Coin toning is not a factor that is usually considered when a coin is graded, but needless to say, knowledge pertaining to the natural coloration of coins or coin toning can be useful when determining the value of a coin. A coin that exhibits an attractive natural toning, depending on the metal used to mint the coin, normally attracts higher prices.
The value of a coin can be immensely influenced by the attractiveness of its coloration or toning. Unnatural coloration or toning for example provides a clear sign that a coin was treated or cleaned, impacting heavily on its value, while natural coloration or toning might add value. In order to determine the original color of a coin, it is necessary to know how the color of the metal used to mint the coin changes over time (or vice versa). Our focus here will only be on the four main metals which are normally used in coinage, namely silver, gold, copper and nickel.
A freshly minted silver coin usually has a bright silvery-white surface with a great deal of luster or brilliance. However, a silver coin tends to color or tone to a deep brown or black over time as a result of its chemical activeness. The multi-colored iridescent hues that Uncirculated and Proof silver coins normally exhibit after a few years can be highly attractive, which can definitely increase the value of the coins. Beginners tend to go for silver coins which display luster or brilliance, while advanced collectors prefer silver coins that exhibit attractive and natural coin toning. On the other hand, circulated silver coins tend to have a dull gray appearance and in some instances even deep gray or black areas. This is normally where the beginner steps in and starts to clean a silver coin in order to obtain a luster or brilliance, destroying the collector’s value of the silver coin.

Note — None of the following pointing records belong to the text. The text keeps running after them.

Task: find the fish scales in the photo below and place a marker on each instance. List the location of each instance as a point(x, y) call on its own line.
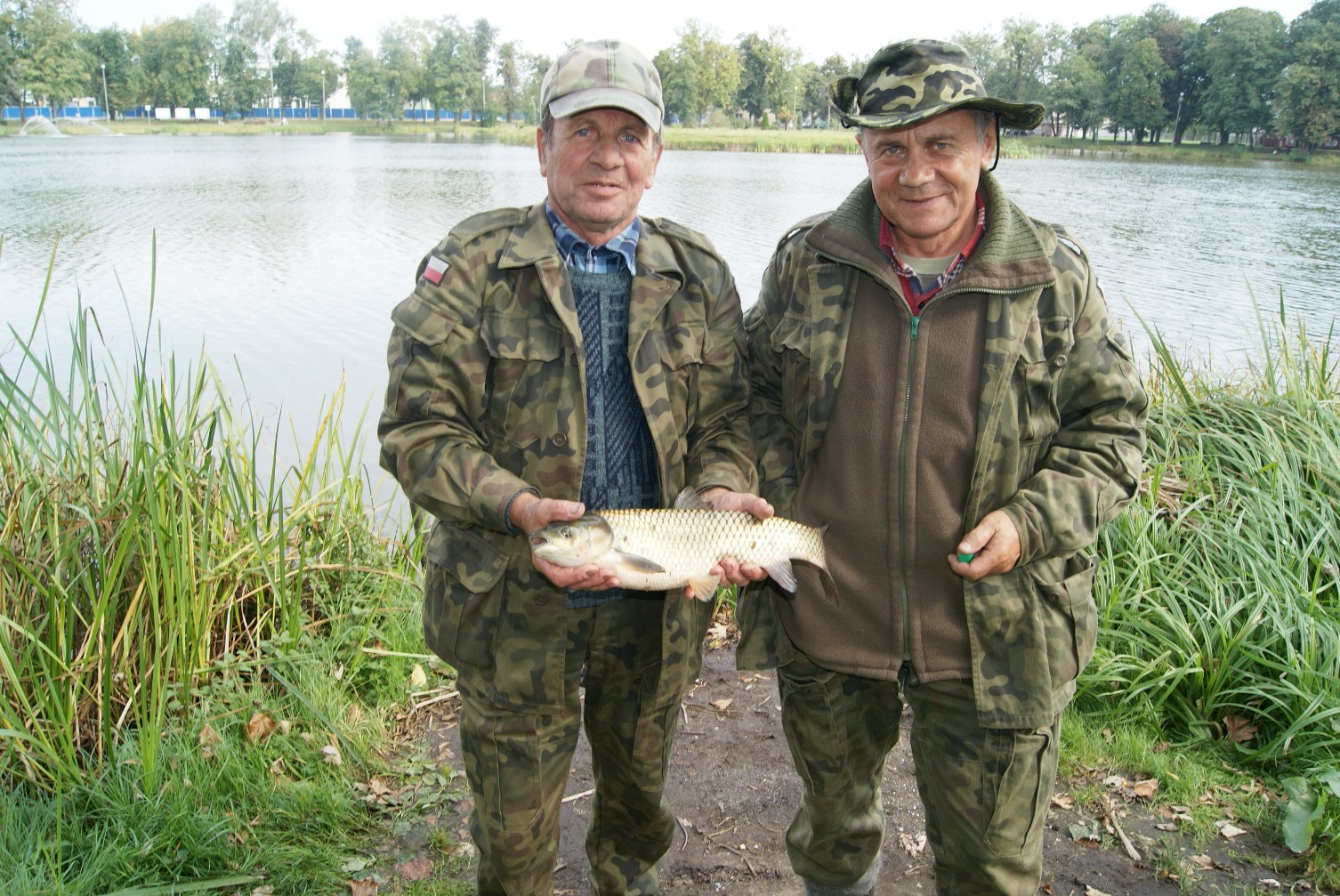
point(658, 549)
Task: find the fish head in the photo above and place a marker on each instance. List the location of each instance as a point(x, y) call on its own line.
point(572, 543)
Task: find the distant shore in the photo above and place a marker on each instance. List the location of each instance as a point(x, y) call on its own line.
point(739, 140)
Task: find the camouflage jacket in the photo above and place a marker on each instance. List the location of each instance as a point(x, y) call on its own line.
point(1060, 432)
point(487, 397)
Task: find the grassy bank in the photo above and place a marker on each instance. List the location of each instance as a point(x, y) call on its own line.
point(214, 674)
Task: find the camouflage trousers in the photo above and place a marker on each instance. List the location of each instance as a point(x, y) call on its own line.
point(985, 792)
point(518, 763)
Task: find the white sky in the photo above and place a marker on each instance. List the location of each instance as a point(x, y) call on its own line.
point(545, 27)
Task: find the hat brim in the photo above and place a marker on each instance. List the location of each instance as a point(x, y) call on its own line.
point(607, 98)
point(1022, 117)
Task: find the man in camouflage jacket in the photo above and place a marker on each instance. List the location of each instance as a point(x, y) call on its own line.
point(569, 352)
point(935, 378)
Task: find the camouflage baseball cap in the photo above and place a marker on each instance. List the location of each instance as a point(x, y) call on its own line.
point(908, 82)
point(603, 74)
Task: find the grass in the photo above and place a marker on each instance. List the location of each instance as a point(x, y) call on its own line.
point(195, 633)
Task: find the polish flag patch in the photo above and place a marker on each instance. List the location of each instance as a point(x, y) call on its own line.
point(434, 270)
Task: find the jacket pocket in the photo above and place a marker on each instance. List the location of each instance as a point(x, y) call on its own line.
point(1044, 355)
point(463, 596)
point(1070, 618)
point(526, 379)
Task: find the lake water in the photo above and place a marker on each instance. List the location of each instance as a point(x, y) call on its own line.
point(282, 256)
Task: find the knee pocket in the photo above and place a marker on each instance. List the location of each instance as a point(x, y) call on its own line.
point(1017, 774)
point(813, 733)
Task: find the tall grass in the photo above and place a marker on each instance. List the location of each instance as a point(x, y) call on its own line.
point(161, 577)
point(1220, 609)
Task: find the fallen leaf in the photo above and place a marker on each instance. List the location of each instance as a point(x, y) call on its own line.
point(417, 676)
point(1237, 729)
point(260, 728)
point(1146, 789)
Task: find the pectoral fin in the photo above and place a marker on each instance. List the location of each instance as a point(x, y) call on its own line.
point(633, 562)
point(783, 575)
point(704, 588)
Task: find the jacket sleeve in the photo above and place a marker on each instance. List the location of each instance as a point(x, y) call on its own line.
point(773, 357)
point(720, 450)
point(1091, 466)
point(431, 426)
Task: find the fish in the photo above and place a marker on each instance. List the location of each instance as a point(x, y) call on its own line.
point(658, 549)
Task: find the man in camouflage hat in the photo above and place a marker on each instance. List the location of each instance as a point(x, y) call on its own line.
point(555, 358)
point(935, 378)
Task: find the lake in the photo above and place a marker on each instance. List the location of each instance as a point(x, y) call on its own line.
point(282, 256)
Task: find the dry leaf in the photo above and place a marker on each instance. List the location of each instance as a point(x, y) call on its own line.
point(1146, 789)
point(260, 728)
point(417, 676)
point(1237, 729)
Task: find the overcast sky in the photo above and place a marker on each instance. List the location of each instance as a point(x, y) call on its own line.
point(545, 27)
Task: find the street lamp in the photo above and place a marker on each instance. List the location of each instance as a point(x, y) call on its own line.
point(106, 106)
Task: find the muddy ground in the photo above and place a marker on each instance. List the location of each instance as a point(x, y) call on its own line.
point(733, 787)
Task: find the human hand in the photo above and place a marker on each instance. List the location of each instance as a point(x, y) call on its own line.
point(731, 570)
point(993, 546)
point(529, 513)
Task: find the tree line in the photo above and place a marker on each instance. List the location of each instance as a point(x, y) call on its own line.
point(1241, 73)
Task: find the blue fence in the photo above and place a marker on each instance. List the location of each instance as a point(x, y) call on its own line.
point(95, 113)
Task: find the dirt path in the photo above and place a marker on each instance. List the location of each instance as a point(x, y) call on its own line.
point(733, 787)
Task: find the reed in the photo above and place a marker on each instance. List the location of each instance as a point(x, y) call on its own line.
point(164, 577)
point(1220, 603)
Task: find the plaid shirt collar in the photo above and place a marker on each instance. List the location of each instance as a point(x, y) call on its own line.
point(914, 292)
point(619, 252)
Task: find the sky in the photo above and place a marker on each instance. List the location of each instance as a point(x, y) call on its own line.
point(545, 27)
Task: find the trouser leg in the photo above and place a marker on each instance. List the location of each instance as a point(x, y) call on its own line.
point(630, 734)
point(518, 766)
point(985, 793)
point(839, 729)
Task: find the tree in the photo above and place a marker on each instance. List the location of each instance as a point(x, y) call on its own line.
point(51, 65)
point(453, 73)
point(698, 73)
point(765, 65)
point(1135, 101)
point(1242, 55)
point(1310, 92)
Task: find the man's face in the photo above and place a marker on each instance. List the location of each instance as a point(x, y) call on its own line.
point(598, 164)
point(924, 180)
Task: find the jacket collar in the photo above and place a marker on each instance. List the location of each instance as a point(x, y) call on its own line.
point(1011, 256)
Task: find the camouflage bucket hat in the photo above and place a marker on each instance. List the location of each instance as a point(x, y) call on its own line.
point(603, 74)
point(908, 82)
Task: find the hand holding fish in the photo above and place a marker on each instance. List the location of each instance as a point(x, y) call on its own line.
point(531, 512)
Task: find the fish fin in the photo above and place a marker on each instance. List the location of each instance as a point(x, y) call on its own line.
point(704, 588)
point(633, 562)
point(690, 500)
point(783, 575)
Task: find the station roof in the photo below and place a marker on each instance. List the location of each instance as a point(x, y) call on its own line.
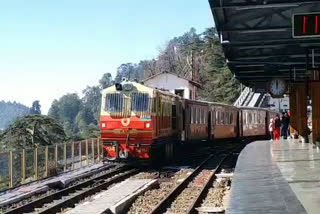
point(257, 40)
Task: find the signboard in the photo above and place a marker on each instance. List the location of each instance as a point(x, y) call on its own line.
point(306, 25)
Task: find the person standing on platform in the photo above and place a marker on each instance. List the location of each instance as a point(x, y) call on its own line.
point(276, 131)
point(289, 125)
point(285, 124)
point(271, 128)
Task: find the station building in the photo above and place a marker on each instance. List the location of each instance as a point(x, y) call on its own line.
point(172, 82)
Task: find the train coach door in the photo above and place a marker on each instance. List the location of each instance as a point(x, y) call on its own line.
point(209, 124)
point(174, 118)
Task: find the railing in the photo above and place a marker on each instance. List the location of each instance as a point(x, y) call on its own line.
point(262, 100)
point(21, 167)
point(242, 97)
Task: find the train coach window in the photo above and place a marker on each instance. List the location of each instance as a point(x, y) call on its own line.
point(222, 118)
point(139, 102)
point(217, 117)
point(197, 115)
point(249, 118)
point(191, 115)
point(201, 116)
point(114, 102)
point(226, 119)
point(231, 118)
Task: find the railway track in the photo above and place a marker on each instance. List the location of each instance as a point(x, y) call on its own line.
point(188, 195)
point(68, 197)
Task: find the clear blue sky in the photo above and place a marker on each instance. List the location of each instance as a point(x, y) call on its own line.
point(49, 48)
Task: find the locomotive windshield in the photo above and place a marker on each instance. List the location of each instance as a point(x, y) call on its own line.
point(114, 102)
point(139, 102)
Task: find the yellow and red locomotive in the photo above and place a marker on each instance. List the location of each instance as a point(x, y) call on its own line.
point(142, 123)
point(138, 122)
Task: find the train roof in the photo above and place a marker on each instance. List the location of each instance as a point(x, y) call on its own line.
point(252, 108)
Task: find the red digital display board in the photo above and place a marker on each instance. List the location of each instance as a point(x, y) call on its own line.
point(306, 25)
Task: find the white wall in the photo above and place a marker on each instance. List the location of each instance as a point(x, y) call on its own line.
point(280, 104)
point(170, 82)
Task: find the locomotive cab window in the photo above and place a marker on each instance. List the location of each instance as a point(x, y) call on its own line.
point(139, 102)
point(249, 118)
point(222, 118)
point(231, 118)
point(114, 102)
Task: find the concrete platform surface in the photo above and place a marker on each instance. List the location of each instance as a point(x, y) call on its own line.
point(28, 190)
point(115, 198)
point(276, 177)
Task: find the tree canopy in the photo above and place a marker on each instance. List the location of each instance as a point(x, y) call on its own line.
point(32, 131)
point(198, 57)
point(9, 111)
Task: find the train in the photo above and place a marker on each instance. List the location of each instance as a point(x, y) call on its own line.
point(142, 123)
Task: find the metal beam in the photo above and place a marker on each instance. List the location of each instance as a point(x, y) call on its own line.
point(217, 4)
point(257, 30)
point(272, 56)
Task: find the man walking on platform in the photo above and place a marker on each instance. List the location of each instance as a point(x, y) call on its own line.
point(277, 125)
point(285, 125)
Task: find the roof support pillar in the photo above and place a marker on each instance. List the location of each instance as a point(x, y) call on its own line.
point(315, 96)
point(293, 112)
point(301, 103)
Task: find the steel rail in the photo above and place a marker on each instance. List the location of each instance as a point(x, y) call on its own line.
point(160, 208)
point(206, 186)
point(164, 204)
point(29, 207)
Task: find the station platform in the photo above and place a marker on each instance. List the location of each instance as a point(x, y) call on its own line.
point(276, 177)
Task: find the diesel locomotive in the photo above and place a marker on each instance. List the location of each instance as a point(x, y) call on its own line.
point(142, 123)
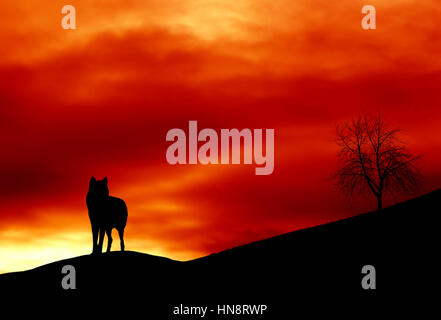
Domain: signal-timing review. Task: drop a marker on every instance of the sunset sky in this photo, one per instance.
(99, 100)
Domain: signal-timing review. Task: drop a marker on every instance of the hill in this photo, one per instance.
(322, 263)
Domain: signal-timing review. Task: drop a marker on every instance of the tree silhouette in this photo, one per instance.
(373, 158)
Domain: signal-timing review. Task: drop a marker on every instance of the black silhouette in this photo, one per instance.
(374, 159)
(105, 213)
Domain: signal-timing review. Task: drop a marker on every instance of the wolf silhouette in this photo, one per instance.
(105, 213)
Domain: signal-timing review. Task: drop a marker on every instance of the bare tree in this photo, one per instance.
(373, 158)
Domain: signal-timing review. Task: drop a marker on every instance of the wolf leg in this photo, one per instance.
(121, 238)
(100, 242)
(109, 239)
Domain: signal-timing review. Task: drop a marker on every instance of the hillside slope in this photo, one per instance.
(320, 263)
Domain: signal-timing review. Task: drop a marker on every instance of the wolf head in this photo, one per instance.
(99, 188)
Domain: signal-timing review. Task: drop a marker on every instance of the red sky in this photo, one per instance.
(100, 99)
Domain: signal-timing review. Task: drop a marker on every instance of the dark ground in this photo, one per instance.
(315, 269)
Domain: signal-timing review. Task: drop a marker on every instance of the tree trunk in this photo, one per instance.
(380, 202)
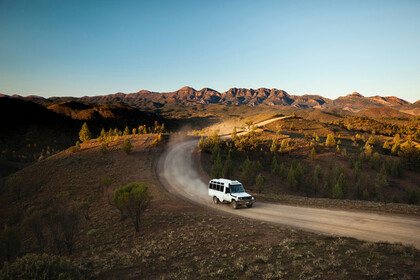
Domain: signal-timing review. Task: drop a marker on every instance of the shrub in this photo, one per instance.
(92, 233)
(126, 146)
(133, 199)
(274, 166)
(15, 184)
(217, 168)
(260, 183)
(227, 171)
(9, 245)
(103, 148)
(85, 134)
(330, 141)
(32, 266)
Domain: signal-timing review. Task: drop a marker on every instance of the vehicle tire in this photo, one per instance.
(216, 200)
(234, 204)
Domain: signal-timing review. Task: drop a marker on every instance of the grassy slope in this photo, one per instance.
(178, 240)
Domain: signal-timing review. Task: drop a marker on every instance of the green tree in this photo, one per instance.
(330, 141)
(133, 199)
(9, 244)
(85, 134)
(260, 183)
(282, 171)
(126, 146)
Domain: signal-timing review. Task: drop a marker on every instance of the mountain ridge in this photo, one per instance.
(353, 102)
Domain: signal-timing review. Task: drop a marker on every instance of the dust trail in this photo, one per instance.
(183, 175)
(178, 174)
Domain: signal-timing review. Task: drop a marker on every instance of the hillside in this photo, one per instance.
(235, 96)
(178, 239)
(32, 130)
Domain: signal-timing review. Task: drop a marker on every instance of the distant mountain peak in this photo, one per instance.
(355, 94)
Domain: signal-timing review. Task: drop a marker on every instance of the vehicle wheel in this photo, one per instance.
(216, 200)
(234, 204)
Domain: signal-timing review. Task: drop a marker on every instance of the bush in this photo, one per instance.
(84, 134)
(132, 199)
(260, 183)
(32, 266)
(126, 146)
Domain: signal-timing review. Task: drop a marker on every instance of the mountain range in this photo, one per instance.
(237, 96)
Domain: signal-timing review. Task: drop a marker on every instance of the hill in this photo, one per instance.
(235, 96)
(176, 238)
(33, 130)
(383, 112)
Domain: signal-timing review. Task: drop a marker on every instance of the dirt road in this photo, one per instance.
(179, 176)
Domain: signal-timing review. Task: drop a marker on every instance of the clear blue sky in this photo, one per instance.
(331, 48)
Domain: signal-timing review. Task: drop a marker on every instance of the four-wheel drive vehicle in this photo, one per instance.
(224, 190)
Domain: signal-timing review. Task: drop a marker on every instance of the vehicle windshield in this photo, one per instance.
(236, 188)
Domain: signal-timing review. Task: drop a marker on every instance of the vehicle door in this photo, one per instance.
(226, 195)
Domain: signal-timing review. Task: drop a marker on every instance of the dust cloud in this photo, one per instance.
(179, 169)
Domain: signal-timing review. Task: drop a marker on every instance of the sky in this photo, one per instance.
(330, 48)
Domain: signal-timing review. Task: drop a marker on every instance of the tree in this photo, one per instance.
(371, 141)
(217, 168)
(85, 134)
(282, 171)
(260, 183)
(337, 191)
(126, 131)
(126, 146)
(106, 184)
(76, 147)
(248, 172)
(330, 141)
(312, 154)
(234, 135)
(9, 244)
(340, 189)
(273, 147)
(133, 199)
(15, 184)
(34, 222)
(274, 166)
(46, 267)
(291, 180)
(227, 171)
(103, 148)
(84, 207)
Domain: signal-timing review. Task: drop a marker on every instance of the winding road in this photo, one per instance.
(176, 171)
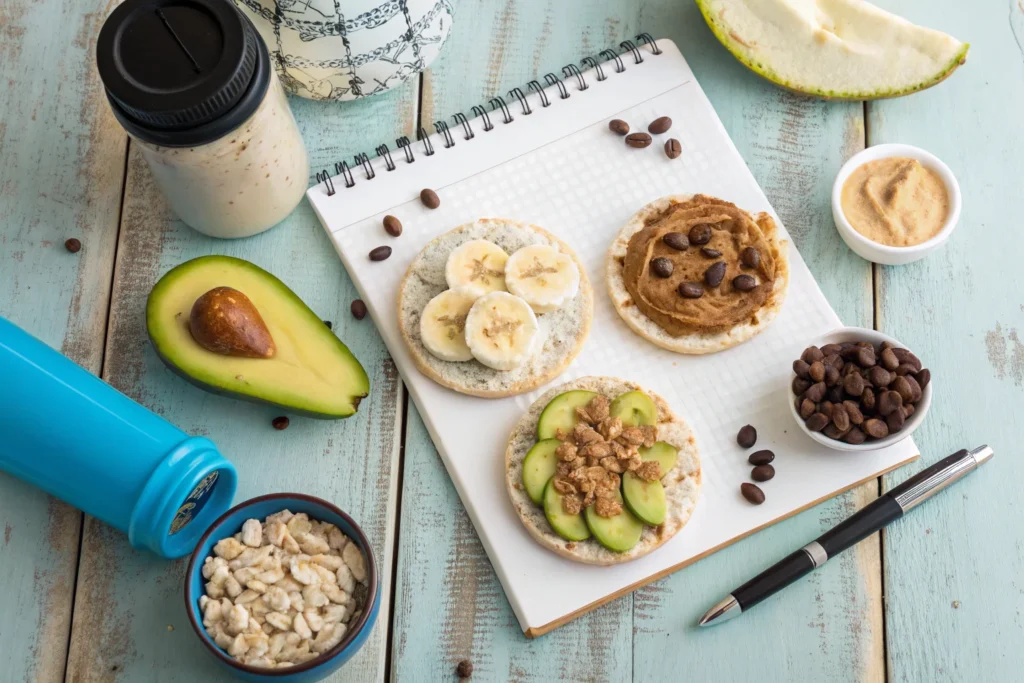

Freshly minted gold coins tend to be a bright yellow-orange color with a great deal of luster or brilliance. Now given the fact that gold coins are not pure gold, but normally alloyed with other metals such as copper in order to make it harder and more durable, it tend to color or tone over a period of time. In fact, gold coins normally exhibit a deep orange after several years and in some instances light brown or orange-brow toning “stains” or streaks in certain areas. This doesn’t really affect the value of a gold coin, provided that the toning is light.
Now when gold coins really get old, especially circulated gold coins, red oxidation might appear. In addition, gold coins that are recovered from ship wrecks normally show signs of corrosive action caused by sea water. Needless to say, this negatively impacts on the value of such gold coins, although it must not be confused with cast copies.
A minted copper coin usually features a brilliant pale orange surface after emerging from the dies. However, due to copper’s chemical activeness, it instantly starts to oxidize (combines with oxygen) when exposed to the atmosphere. This will lead to a glossy brown surface over the years, especially when exposed to sulfites and actively circulating air, with part red and part brown stages in between.
When a freshly minted copper coin stays out of circulation and retains its original mint luster or brilliance, undergoing subtle coloration, it is normally described as being “Brilliant Uncirculated” or in a “BU” condition. If the copper coin remains uncirculated and gets to the red and brown stages, its condition will normally be described as “Red and Brown Uncirculated”. If the copper coin remains uncirculated and its surface is predominantly brown, it will be called “Brown Uncirculated”. In terms of value, an uncirculated copper coin that is in a BU condition with full original mint luster or brilliance will fetch a higher price than a copper coin of the same type and year, but which is in a “Red and Brown Uncirculated” or “Brown Uncirculated” condition or state. Thus, the less oxidation a copper coin has been exposed to, the higher its value should be in relation to a copper coin of the same type and date. Needless to say, circulated copper coins are not as valuable as uncirculated copper coins (assuming coins of the same type and date). The reason being is because circulated copper coins tend to be toned in numerous shades of brown.
Freshly minted uncirculated nickel coins are silver/gray in appearance, and although not as bright as silver coins, have some luster or brilliance to it. Nickel coins however tend to turn to a hazy gray after some time, especially circulated nickel coins.
Now needless to say, the above-mentioned info provides a nice basis for distinguishing between coins exhibiting a natural tone and those that exhibit an artificial or unnatural tone. Good news is that experience has shown that coins that fall in the last category can be identified with relative ease. However, without getting into much of the detail here, professional coin doctors, those who deliberately change the condition of coins for deceptive or misleading purposes, can in some instances make it extremely hard to distinguish between coins exhibiting a natural tone and those that exhibit an artificial or unnatural tone.